With all due respect to the nominees, there are more qualified sites that should have been honored.
Best Single Subject Wine Blog. I actually don’t have a problem with this category. I read most of the nominees, and they are all good.
Best Winery Blog. Some of these choices are better than others, but once again, I have no problem with this category. In fact, I whole heartedly agree with the inclusion of blogs by Judd at Michel-Schlumberger and Morgan at Bedrock Wine Company. These are very good examples of what a winery blog should be. These two, in particular, give great insight into what goes into making great wine. Kudos to Tom and his judges on these selections.

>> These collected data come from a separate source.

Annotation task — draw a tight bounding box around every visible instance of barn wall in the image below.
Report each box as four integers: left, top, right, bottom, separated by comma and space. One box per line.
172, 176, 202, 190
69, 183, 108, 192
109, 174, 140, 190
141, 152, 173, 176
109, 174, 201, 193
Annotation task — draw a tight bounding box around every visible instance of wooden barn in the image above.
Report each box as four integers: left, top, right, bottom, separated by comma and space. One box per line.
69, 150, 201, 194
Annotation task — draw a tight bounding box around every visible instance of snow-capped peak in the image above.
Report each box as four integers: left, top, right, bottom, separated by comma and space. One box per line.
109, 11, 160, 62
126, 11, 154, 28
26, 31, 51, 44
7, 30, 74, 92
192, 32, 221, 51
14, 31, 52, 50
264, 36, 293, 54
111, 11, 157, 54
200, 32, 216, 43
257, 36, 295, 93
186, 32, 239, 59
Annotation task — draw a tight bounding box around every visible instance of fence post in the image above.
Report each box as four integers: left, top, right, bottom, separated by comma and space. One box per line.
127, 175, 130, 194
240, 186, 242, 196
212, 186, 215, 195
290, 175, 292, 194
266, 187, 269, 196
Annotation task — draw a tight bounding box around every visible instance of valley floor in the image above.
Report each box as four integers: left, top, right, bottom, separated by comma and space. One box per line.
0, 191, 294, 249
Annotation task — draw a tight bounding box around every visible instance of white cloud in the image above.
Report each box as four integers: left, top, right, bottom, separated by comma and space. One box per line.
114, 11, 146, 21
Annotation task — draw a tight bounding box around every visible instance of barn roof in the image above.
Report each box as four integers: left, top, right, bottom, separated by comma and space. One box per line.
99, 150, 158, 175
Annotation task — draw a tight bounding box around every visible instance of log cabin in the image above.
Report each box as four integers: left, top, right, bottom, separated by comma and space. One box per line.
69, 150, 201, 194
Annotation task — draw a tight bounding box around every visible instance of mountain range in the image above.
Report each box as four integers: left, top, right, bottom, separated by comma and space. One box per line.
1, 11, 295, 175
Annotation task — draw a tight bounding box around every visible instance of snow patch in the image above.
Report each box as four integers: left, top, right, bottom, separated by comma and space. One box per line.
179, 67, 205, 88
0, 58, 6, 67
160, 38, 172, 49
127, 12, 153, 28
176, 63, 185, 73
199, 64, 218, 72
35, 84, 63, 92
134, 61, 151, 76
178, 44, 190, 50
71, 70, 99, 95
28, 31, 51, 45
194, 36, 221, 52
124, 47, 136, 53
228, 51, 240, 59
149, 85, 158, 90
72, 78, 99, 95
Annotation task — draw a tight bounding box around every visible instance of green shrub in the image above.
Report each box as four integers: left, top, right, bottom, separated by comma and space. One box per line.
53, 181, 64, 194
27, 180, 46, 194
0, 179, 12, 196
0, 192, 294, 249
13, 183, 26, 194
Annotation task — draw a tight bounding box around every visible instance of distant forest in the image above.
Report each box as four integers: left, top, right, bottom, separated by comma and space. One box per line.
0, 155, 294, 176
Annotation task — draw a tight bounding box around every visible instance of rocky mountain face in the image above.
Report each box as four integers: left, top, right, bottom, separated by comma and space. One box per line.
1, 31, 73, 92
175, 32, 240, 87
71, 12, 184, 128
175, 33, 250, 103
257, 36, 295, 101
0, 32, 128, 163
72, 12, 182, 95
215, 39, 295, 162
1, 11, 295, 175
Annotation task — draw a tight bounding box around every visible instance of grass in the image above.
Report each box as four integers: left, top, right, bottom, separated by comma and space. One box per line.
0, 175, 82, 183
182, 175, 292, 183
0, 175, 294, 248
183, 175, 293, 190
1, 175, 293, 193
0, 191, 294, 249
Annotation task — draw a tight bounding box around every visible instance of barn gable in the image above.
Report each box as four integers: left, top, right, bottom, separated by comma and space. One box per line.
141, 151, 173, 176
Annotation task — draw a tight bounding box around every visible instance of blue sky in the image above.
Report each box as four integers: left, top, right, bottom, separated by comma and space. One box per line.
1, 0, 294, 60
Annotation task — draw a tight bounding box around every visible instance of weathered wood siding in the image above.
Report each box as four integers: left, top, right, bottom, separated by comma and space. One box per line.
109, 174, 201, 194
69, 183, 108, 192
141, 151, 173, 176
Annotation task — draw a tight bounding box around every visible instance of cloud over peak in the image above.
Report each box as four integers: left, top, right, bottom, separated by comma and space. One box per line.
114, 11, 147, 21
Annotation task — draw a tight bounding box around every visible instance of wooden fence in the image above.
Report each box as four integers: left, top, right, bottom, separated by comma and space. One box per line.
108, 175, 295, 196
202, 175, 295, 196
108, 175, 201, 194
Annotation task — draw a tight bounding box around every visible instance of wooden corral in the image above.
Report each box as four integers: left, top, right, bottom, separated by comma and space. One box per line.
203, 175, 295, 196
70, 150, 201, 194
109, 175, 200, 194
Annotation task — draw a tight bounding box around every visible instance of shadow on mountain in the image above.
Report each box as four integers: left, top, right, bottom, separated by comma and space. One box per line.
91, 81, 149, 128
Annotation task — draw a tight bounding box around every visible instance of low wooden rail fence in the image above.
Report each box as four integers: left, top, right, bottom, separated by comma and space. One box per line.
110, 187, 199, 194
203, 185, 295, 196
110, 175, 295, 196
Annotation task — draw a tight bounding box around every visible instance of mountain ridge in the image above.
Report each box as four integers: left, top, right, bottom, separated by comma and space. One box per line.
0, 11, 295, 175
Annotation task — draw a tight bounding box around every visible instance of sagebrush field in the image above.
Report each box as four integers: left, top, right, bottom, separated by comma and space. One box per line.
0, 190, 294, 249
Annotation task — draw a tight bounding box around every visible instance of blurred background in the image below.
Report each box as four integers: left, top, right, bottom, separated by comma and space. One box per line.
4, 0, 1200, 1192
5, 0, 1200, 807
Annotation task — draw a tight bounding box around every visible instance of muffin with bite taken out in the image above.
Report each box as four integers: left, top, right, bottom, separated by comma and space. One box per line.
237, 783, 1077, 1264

Best Business/Industry Wine Blog. Two of these selections were very good choices, the other two not only left me scratching my head as to why they were included, but also as to why so many others were not. Who knows, maybe my problem with this category is just a matter of personal taste? There really is nothing wrong with any of the nominees other than taken all together it points to what may be the second biggest problem with these awards in general, the judges seem to be big fans of safe and boring. Well, except when it comes to gratuitous nudity. I do applaud their one choice at being edgy I suppose, but enough of dwelling on nudity. Enough, that is, after one more peek…
Best Wine Reviews on a Blog. I will recuse myself from commenting on this category as I am already on record as not being a reader of this type of blog except when they come up in a search for reviews of a particular wine. The nominees are fine with me, Vinography is a favorite resource (and a damn good read too), and I am happy that I was introduced to Wicker Parker through these awards.
Best Overall Wine Blog. Again, we have a ringer thrown in. Blogs are alternative media sources, the New York Times is America’s paper of record. This is probably the most important of the awards and it was botched.
After seeing that all of the criticism of these awards from last year fell on deaf ears, I was seriously considering working with some other bloggers to create an alternative. Then it was announced that Tom would be turning the awards over to the Open Wine Consortium, the fine folks who created the Wine Blogger Conference.
I have high hopes that this will be a great improvement. However, if it isn’t, no matter how big of a fan I am of the OWC, I will be just as harsh in my criticism next year and hope that Joel doesn’t take a swing at me during the WBC. Just like with Tom Wark, it won’t mean that I am any less of a fan, it will just mean that instead of promoting and furthering the wine blog community, we are still picking a Prom Queen from the same group of popular kids as last year and sucking up to traditional media.
Some changes that I have heard suggested and would strongly endorse would be to add categories such as best use of technology (hey Enobytes!) and best new wine blog. Another would be to drop the silly number of posts per year requirement. Good writing is good writing, and if someone writes 51 posts that are fantastic the award should not go to someone who wrote 52 decents posts.
Feel free to add any other suggestions, we will be sure Joel gets them. Or go ahead and rip on me like I just ripped on Tom…I can take it. I would like to congratulate all of the nominees, wish them luck, and thank them for all of the enjoyment I get from reading them. This critique was not about them, but about the process. Anyone who is not a reader of Fermentation, or of the nominated blogs really should give them a shot. I also suggest reading Asimov and Fiering, they are fine writers and know a lot about their subjects. Oh, and go vote for your favorite nominee.